Qui continueranno ad arrivare numerosi ragazzi bolognesi, a causa dei continui rastrellamenti subiti dalle popolazioni emiliane. Il 7 gennaio 1944, durante un’azione muore uno di loro, Tino Ferdiani “Mario” che in verità si chiamava Innocenzo Ferdiani, nato a Castel Bolognese e il distaccamento assunse il suo nome il 13 febbraio, dopo che, con una solenne cerimonia, una delegazione del CLN di Belluno consegnò la bandiera al reparto, sancendo così il pieno appoggio politico e organizzativo per la raccolta di indumenti adatti, cibo e denaro. La primavera si avvicinava e la formazione partigiana si ingrossa, soprattutto con l’arrivo di altri giovani renitenti alla leva dalla Pedemontana Occidentale pordenonese, aumentando le proprie unità a 120 uomini, che si trasferirono subito sul Pian del Cansiglio. Qui furono bersaglio del primo grande rastrellamento tedesco, con la seguente dispersione delle proprie forze in Valcellina per poi riformarsi in tre distaccamenti, che a primavera vennero promossi a Battaglioni, mentre il nucleo di comando si trasformò in Compagnia e quindi si costituì la Brigata, che assunse il nome di “Nino Nannetti”, in onore a un altro garibaldino caduto in Spagna.

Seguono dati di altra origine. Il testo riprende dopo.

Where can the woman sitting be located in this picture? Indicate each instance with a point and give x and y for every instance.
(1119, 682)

Tra le azioni più coraggiose del “Ferdiani” va ricordato l’assalto del carcere “Baldenich” di Belluno il giorno 15 giugno 1944, affidato dal Comando del Battaglione “Pisacane” ed eseguito con 25 uomini, liberando 73 detenuti politici, alcuni dei quali già condannati a morte, destando la preoccupazione dei nazisti e al contempo l’ammirazione dei giovani locali, che sempre di più sceglievano di unirsi alle formazioni partigiane. Già nel mese di luglio gli effettivi raggiunsero i 5.000 uomini e fu quindi costituita la “Nino Nannetti”, il cui comando fu dislocato in Cansiglio.

Per ricordare questa gloriosa pagina della Resistenza è stata posta una targa il 5 maggio del 2007 per iniziativa dell’ANPI Belluno, dei gestori del rifugio e alcuni antifascisti veneti e friulani, con la partecipazione di alcuni dei protagonisti arrivati direttamente da Bologna.

Per raggiungere il rifugio Casera Ditta è necessario raggiungere la Val Mesazzo, una laterale della valle del Vajont e imboccare la strada che attraversa la frana del monte Toc, che si imbuca circa vicino alla Diga e raggiungere la località Pineda. Da cui si può parcheggiare l’auto e iniziare a percorrere la mulattiera CAI 905, che poi si trasforma in sentiero “Africa”, dedicato a quattro richiedenti asilo politico che lo hanno ristrutturato in seguito alla frana del vecchio cammino, praticando così la loro moderna resistenza. Ma questa è un’altra storia.